Although patients in the present study received prophylactic antimicrobials such as ceftriaxone and ampicillin prior to surgery, the antibiogram results showed that the isolated organisms were resistant to these antimicrobial agents. Ceftriaxone is also known to favor the emergence of ESBL. This high antibiotic resistance implies that if immediate action is not taken, recommended antibiotics such as cefazolin may be rendered useless.

In our study, 10.3% of P.aeruginosa and A. baumannii showed resistance to meropenem and constituted pan-drug resistance bacteria according to the Magiorakos classification [19]. This resistance was due to mechanisms that are often expressed in hospital-acquired strains of Acinetobacter and Pseudomonas, such as beta-lactamases, alterations in cell-wall channel (porins), and efflux pumps. Due to the unavailability of an effective last therapeutic option such as ceftazidime-avibactam, the increasing rate of carbapenemase-producing organisms in this study is of great concern [43].

To the best of our knowledge, our report is the first from Benin on the rate of MDRO. Like other LMICs, Benin does not have a strongly regulated antibiotic-prescription system, which makes it particularly easy to misuse antibiotics. Our findings thus constitute an urgent call for monitoring and optimizing antimicrobial use there. Our first recommendation is for a multidisciplinary approach to the management of SSIs that involves clinicians, pharmacists, microbiologists and infection-control specialists. Second, strengthening laboratory services at the local and national levels would ensure effective surveillance of antimicrobial resistance.
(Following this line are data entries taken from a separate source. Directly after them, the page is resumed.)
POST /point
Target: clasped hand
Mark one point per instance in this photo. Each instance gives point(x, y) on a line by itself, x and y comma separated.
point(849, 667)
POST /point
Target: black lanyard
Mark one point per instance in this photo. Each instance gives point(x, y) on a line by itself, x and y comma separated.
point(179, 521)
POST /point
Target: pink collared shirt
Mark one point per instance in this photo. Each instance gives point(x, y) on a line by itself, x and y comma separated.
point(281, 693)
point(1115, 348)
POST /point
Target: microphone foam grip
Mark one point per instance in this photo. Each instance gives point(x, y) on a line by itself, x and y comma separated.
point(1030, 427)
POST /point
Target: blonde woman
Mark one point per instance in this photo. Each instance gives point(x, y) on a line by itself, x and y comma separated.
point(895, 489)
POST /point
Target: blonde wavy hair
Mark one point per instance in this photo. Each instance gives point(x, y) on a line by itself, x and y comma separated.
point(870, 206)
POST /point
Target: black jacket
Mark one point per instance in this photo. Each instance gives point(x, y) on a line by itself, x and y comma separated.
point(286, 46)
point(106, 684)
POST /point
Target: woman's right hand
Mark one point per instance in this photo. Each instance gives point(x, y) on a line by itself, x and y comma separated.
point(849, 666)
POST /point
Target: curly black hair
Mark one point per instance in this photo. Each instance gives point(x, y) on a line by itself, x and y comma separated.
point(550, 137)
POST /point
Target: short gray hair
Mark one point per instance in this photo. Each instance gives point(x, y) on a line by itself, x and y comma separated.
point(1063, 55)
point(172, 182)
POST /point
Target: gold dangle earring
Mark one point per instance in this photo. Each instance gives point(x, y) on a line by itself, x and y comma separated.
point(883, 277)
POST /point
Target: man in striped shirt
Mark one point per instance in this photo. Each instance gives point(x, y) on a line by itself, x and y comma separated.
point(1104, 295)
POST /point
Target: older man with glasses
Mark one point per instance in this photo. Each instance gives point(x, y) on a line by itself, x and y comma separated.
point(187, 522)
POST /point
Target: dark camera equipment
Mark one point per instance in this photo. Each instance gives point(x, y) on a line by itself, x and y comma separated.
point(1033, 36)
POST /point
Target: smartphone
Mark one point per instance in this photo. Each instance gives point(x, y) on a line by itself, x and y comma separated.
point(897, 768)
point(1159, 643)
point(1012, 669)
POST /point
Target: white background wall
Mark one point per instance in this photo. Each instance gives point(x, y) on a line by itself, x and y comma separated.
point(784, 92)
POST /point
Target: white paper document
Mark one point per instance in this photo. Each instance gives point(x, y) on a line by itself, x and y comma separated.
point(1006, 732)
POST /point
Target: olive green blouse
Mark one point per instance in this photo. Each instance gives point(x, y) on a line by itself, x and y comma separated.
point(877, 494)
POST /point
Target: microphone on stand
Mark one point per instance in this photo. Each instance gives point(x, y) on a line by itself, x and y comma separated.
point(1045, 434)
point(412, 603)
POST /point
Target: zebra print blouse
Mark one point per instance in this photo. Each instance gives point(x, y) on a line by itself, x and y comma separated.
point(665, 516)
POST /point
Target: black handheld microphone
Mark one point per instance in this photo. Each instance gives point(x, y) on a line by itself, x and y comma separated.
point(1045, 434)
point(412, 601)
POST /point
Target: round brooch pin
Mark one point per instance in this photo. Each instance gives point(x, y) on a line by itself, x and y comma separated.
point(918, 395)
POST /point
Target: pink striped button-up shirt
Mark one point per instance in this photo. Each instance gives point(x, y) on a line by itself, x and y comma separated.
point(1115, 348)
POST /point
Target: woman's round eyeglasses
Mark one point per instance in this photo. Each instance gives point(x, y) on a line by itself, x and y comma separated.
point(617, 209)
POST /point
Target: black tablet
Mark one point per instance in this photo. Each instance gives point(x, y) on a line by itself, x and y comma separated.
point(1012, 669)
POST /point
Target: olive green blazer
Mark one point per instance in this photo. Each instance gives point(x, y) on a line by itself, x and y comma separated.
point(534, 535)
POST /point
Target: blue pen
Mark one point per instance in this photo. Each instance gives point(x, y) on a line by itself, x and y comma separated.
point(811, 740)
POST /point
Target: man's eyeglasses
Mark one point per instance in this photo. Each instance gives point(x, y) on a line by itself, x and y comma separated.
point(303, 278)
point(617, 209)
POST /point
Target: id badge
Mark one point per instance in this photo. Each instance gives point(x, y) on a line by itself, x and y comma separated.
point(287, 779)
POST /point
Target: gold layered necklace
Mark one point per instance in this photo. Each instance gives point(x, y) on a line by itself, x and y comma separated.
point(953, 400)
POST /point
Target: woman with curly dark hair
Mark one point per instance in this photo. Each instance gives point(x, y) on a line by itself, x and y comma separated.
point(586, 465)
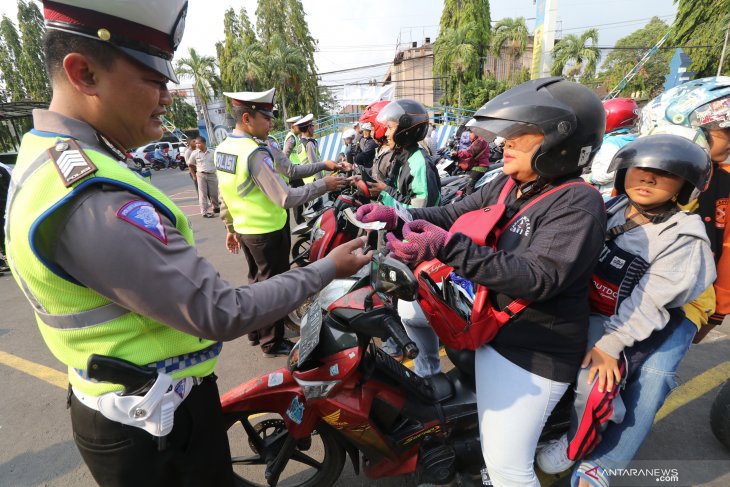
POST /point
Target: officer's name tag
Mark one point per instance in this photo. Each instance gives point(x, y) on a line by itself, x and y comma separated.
point(226, 162)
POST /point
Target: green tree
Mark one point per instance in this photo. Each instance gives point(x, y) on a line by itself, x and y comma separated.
point(457, 13)
point(480, 91)
point(513, 34)
point(285, 19)
point(182, 114)
point(10, 54)
point(619, 61)
point(31, 65)
point(702, 23)
point(201, 70)
point(456, 55)
point(576, 51)
point(282, 63)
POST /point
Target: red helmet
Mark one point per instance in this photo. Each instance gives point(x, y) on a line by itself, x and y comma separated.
point(371, 114)
point(620, 112)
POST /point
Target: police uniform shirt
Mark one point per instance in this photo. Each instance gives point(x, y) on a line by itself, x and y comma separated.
point(203, 160)
point(138, 271)
point(263, 172)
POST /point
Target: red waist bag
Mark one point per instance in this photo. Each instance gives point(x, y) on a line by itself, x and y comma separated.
point(485, 321)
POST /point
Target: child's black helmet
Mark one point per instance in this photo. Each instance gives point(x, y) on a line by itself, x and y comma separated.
point(671, 153)
point(412, 119)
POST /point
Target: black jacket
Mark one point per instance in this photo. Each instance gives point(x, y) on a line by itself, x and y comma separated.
point(546, 256)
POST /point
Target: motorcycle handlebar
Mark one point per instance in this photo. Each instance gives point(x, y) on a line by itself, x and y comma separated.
point(410, 350)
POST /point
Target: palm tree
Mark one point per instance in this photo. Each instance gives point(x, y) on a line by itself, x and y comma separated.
point(573, 48)
point(284, 64)
point(513, 33)
point(455, 53)
point(247, 66)
point(201, 69)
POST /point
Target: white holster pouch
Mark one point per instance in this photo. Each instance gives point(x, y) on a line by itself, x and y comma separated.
point(154, 412)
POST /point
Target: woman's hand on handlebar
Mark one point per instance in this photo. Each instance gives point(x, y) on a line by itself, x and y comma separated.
point(604, 366)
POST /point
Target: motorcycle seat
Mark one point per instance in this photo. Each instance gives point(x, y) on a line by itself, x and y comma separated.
point(462, 360)
point(441, 387)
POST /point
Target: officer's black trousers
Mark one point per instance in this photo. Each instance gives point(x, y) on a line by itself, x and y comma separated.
point(196, 452)
point(267, 255)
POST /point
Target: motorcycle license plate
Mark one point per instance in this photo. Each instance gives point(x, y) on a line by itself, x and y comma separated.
point(309, 331)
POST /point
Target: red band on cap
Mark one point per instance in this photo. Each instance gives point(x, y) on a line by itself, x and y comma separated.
point(119, 28)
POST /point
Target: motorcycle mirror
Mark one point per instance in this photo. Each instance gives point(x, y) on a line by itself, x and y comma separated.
point(393, 277)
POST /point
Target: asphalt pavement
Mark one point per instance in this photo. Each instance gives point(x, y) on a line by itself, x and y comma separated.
point(36, 446)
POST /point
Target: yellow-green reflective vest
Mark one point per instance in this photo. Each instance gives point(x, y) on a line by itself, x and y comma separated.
point(294, 155)
point(304, 159)
point(252, 211)
point(76, 321)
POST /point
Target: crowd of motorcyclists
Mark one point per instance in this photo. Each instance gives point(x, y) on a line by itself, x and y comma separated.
point(565, 284)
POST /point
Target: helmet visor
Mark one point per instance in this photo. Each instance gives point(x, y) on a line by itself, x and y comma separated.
point(490, 128)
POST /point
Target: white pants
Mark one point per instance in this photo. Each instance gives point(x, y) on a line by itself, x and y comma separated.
point(513, 407)
point(207, 191)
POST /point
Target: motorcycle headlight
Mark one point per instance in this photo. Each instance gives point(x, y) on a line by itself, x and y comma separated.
point(317, 232)
point(316, 389)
Finally, to minimize the spread of MDRO, we recommend strict adherence to good infection-prevention control practices, particularly hand hygiene and the disinfection of inanimate surfaces.
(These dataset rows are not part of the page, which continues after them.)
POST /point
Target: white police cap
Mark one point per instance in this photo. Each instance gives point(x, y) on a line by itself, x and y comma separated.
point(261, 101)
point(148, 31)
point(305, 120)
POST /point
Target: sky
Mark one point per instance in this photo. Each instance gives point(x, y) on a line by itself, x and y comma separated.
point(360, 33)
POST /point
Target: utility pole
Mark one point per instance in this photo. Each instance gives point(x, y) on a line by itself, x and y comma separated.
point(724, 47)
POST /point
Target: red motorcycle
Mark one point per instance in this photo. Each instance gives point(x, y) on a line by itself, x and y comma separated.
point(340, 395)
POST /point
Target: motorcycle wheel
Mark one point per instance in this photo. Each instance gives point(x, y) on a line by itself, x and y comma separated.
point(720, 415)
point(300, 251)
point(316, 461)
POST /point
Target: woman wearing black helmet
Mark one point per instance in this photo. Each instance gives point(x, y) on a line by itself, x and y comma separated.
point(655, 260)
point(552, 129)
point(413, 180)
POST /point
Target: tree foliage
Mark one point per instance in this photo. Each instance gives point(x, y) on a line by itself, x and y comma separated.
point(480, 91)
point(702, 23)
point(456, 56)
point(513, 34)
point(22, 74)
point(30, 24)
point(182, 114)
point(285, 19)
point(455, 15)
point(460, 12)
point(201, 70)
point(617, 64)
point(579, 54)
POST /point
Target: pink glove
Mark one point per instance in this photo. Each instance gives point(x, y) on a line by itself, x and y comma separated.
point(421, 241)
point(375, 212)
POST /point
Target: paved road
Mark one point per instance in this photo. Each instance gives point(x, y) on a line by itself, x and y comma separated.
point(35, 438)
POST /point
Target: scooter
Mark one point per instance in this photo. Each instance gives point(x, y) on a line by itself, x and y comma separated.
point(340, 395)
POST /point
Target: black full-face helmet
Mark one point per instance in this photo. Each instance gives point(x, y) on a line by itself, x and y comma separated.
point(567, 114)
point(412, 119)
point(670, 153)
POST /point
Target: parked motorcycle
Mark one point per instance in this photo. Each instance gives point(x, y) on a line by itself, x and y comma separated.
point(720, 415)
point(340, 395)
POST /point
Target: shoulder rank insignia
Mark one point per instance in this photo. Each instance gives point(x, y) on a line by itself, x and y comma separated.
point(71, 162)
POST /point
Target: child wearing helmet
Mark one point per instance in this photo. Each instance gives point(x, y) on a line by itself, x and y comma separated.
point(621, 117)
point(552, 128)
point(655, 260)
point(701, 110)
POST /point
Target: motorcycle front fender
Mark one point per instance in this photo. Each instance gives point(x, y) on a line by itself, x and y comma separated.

This study is part of the Multidisciplinary Strategy for Prevention and Infection Control in Benin (MUSTPIC). One challenge facing this strategy is the question of how, on the basis of our findings, national guidelines may be formulated for the correct application of SAP in our hospitals.

Limitations of this study

While the strength of this study lies in its prospective nature, a limitation should also be noted. As our study did not isolate strict anaerobes, the number of bacterial isolates that were reported negative may have been underestimated. Relevant additional information would be produced by further studies. Molecular characterization of MDRO would have generated more useful epidemiological results.

Conclusion

This study helps quantify the extent of drug-resistant bacteria in surgical site infections in Benin. As two-thirds of isolates were producers of ESBL and MRSA, this prevalence particularly concerns GNB and S. aureus. None of the isolates showed a wild-type susceptible phenotype. With regard to reducing the spread of multidrug-resistant bacteria in Benin, these findings represent an urgent call for the judicious use of antibiotics, for strict adherence to good hand-hygiene practices, and for the provision of antibiotics with high activity. Even though research on AMR in Benin is still at a very early stage, it is essential to establish surveillance programs that reduce the burden of surgical site infections.